– Забудь на время, что твоё имя Рохан, – попросил он малыша, – я обещаю вернуть тебя в твоё тело, как только выполню миссию спасения своего народа. Времени ждать до наступления этого часа уже осталось совсем не долго, дорога каждая минута.
И Рохан, внимательно слушая и понимая его, как бы давая своё согласие, с трудом выдавливая детскими губами звуки, произнёс, показывая рукой на себя:
– Ананда!
Рохан – Звёздный воин улыбнулся, и Ананда ткнул на него пальцем.
– Рохан, – сказал он.
Так между ними было достигнуто соглашение, и Рохан теперь с чистой совестью пошёл к Ламе-Сахелю, чтобы провозгласить ему свои намерения, якобы навеянные ему младенцем Анандой, что он готов принять участие в его воспитании.
Лама видел, как младенец Ананда общался с Роханом, и поэтому никаких сомнений у него не возникло. Кроме того, Лама – Сахель отметил для себя, что Рохан сделал большой скачок в своих знаниях, так как прекрасно сумел изложить свою мысль и свои доводы в телепатической форме. Лама – Сахель одобряюще кивнул.
Детство и становление колдуна Дугпа-Мары
Рохан беспрестанно, наблюдал за колдуном, медитировал, пытался понять его сущность умом, будто ходил за ним по пятам, и наблюдал, наблюдал, наблюдал его жизнь. Изучал его повадки, техники, среду обитания… Ведь, только распознав врага, можно его точно и быстро обезвредить. В голове будто что-то щёлкало, и мысли быстро мелькали, как переворачивающиеся страницы книги жизни Дугпа-Мары.

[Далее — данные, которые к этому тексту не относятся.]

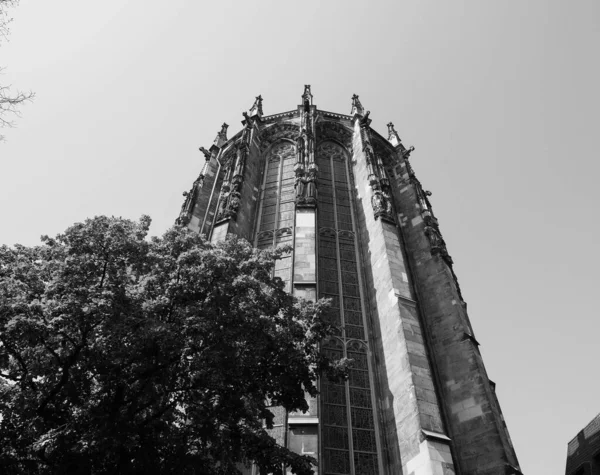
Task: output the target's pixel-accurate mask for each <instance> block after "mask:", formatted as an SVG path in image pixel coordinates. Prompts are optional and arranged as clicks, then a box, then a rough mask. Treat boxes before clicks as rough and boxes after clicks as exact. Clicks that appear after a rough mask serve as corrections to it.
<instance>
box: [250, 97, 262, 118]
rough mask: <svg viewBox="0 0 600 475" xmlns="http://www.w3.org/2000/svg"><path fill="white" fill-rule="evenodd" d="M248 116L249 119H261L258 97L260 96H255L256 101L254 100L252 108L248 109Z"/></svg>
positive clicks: (261, 110) (259, 106)
mask: <svg viewBox="0 0 600 475" xmlns="http://www.w3.org/2000/svg"><path fill="white" fill-rule="evenodd" d="M248 115H249V116H250V117H258V118H259V119H261V118H262V115H263V112H262V96H260V95H258V96H256V99H255V100H254V104H252V107H251V108H250V111H249V113H248Z"/></svg>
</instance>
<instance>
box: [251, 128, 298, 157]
mask: <svg viewBox="0 0 600 475" xmlns="http://www.w3.org/2000/svg"><path fill="white" fill-rule="evenodd" d="M297 137H298V125H297V124H291V123H289V122H283V123H279V124H275V125H272V126H270V127H267V128H266V129H264V130H263V131H262V132H261V133H260V145H261V149H262V151H265V150H266V149H267V148H269V147H270V146H271V145H273V144H274V143H275V142H277V141H278V140H280V139H289V140H294V141H295V140H296V138H297Z"/></svg>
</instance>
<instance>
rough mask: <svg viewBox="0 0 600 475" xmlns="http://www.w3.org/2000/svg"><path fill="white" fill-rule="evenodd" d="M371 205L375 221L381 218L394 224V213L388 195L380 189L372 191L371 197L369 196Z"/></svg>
mask: <svg viewBox="0 0 600 475" xmlns="http://www.w3.org/2000/svg"><path fill="white" fill-rule="evenodd" d="M371 205H372V206H373V214H374V216H375V219H378V218H381V219H383V220H385V221H389V222H391V223H394V211H393V208H392V200H391V197H390V196H389V194H387V193H385V192H384V191H382V190H381V189H378V188H376V189H374V190H373V195H372V196H371Z"/></svg>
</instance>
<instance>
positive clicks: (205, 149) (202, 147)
mask: <svg viewBox="0 0 600 475" xmlns="http://www.w3.org/2000/svg"><path fill="white" fill-rule="evenodd" d="M198 150H200V151H201V152H202V154H203V155H204V158H205V159H206V161H209V160H210V157H211V154H210V152H209V151H208V150H206V149H205V148H204V147H200V148H199V149H198Z"/></svg>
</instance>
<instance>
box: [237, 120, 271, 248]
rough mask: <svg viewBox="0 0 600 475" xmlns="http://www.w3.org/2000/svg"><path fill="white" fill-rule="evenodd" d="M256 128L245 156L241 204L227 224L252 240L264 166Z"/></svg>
mask: <svg viewBox="0 0 600 475" xmlns="http://www.w3.org/2000/svg"><path fill="white" fill-rule="evenodd" d="M257 132H258V130H257V128H256V126H255V127H254V129H253V130H252V136H251V141H250V151H249V153H248V157H247V158H246V168H245V170H244V181H243V183H242V192H241V195H242V196H241V200H240V201H241V206H240V208H239V209H238V213H237V216H236V217H235V219H232V220H231V223H230V225H229V231H228V232H230V233H233V234H236V235H237V236H240V237H243V238H244V239H247V240H248V241H250V242H253V237H254V236H253V235H252V234H253V231H254V226H255V224H256V214H257V212H258V206H257V205H258V199H259V197H260V191H259V190H260V186H261V179H262V174H263V171H264V168H265V164H264V160H262V154H261V151H260V147H259V144H258V141H257V138H256V137H257V135H258V133H257Z"/></svg>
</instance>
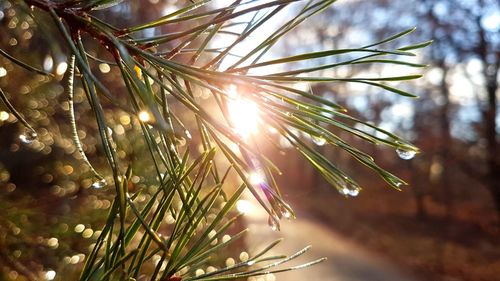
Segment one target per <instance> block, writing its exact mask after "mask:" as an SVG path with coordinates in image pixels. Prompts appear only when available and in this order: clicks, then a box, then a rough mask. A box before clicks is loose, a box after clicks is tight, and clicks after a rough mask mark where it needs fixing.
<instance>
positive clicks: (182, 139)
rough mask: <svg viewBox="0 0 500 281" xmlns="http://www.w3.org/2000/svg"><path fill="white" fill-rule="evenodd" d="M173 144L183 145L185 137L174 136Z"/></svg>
mask: <svg viewBox="0 0 500 281" xmlns="http://www.w3.org/2000/svg"><path fill="white" fill-rule="evenodd" d="M175 144H176V145H178V146H185V145H186V139H185V138H183V137H179V138H175Z"/></svg>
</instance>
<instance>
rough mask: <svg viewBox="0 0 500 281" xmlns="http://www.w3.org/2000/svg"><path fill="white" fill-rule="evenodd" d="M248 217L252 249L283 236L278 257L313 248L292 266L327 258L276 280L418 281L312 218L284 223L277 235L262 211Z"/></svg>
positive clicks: (402, 271)
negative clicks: (282, 240) (283, 254)
mask: <svg viewBox="0 0 500 281" xmlns="http://www.w3.org/2000/svg"><path fill="white" fill-rule="evenodd" d="M256 209H260V208H256ZM245 217H246V221H247V223H248V227H249V228H250V234H249V235H247V238H246V239H247V242H248V245H250V246H253V245H267V243H269V242H271V241H274V240H275V239H277V238H280V237H282V238H284V239H285V240H284V241H283V242H282V243H281V244H280V245H279V247H277V248H276V250H275V251H273V253H275V254H278V253H279V254H287V255H290V254H292V253H295V252H296V251H298V250H300V249H302V248H304V247H305V246H307V245H312V249H310V250H309V252H307V253H306V254H304V255H303V256H302V257H300V258H298V259H297V260H294V261H293V263H291V264H290V265H297V264H299V263H305V262H308V261H312V260H315V259H318V258H321V257H327V258H328V260H326V261H324V262H322V263H320V264H318V265H315V266H313V267H309V268H307V269H302V270H299V271H291V272H285V273H280V274H277V275H276V280H277V281H417V279H416V278H414V277H412V276H411V275H410V274H409V273H405V272H403V271H401V270H400V269H398V268H396V266H394V265H391V264H390V263H389V262H387V261H385V260H382V258H380V257H378V256H377V255H376V254H373V253H369V252H367V251H366V250H364V249H362V248H361V247H360V246H358V245H355V244H353V243H352V242H350V241H347V240H346V239H345V238H343V237H342V236H340V235H339V234H337V233H335V232H334V231H332V230H331V229H329V228H327V227H325V226H323V225H322V224H320V223H318V222H316V221H314V220H312V219H308V218H300V219H297V220H292V221H283V222H282V226H281V231H280V232H274V231H272V230H271V228H270V227H269V226H268V225H267V215H266V214H265V213H261V211H260V210H255V211H254V212H252V213H251V215H246V216H245ZM258 249H260V248H258ZM258 249H254V250H258ZM250 250H252V248H250Z"/></svg>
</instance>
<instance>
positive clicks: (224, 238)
mask: <svg viewBox="0 0 500 281" xmlns="http://www.w3.org/2000/svg"><path fill="white" fill-rule="evenodd" d="M229 240H231V236H229V235H227V234H226V235H224V236H222V243H227V242H229Z"/></svg>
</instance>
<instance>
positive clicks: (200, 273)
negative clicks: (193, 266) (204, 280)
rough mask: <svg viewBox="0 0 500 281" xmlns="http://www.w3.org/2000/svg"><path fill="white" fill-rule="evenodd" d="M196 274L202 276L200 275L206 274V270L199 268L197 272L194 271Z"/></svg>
mask: <svg viewBox="0 0 500 281" xmlns="http://www.w3.org/2000/svg"><path fill="white" fill-rule="evenodd" d="M194 274H195V275H196V276H200V275H203V274H205V270H203V269H201V268H198V269H197V270H196V271H195V273H194Z"/></svg>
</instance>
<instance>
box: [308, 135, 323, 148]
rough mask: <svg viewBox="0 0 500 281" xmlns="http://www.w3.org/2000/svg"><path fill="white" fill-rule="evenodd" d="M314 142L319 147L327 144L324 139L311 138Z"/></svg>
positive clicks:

Митул пытался простить причинивших ему зло людей, возносил мольбы, но у него не получалось. Да и никто из них, если честно, не раскаивался в содеянном и тем более не чувствовал своей вины перед Митулом. А ему хотелось, чтобы люди осознали, чтобы их сердца встрепенулись, чтобы они опомнились – ведь он живой человек, такой же, как и они, а разве можно так с живым было поступить?
Он часто ходил к горному отвесу, с которого был виден его посёлок, и ждал, ждал, что вдалеке замаячит хрупкая женская фигурка его жены. Но все надежды Митула были тщетны. Все эти страдания, с которыми никак не получалось у него справиться, усмирить своё растущее негодование и озлобленность, дали свои плоды, прорастающие в плоть семенами зла. И тогда движимый жаждой мести Митул принял сговор с тёмными силами.
Стояла морозная ночь. Полная, холодная, будто кусок льда, луна поднялась и повисла над горой, высветив тёмную пещерную дыру. Где-то в предгорье встала в стойку как вкопанная, уперев широкие лапы в скалу, самка степного волка и, взметнув к небу свою морду, взвыла на луну. Её протяжный вой понёсся над просторами гор и, отражаемый эхом, наполнил собой пространство, будто звук камертона, звучащий с такой частотой колебаний, что производил резонансом усиление звуковых волн, и они летели, пронизывая собой всё. И летел над грядой волчий вой, подхватываемый со всех сторон собратьями стаи. Будто вышла на сцену одинокая пианистка, села за рояль, взметнула кистями рук и с размаху опустила их на клавиши, и, вторя ей, заиграл весь оркестр. И зазвучала, завыла, заплакала в ночи волчья симфония.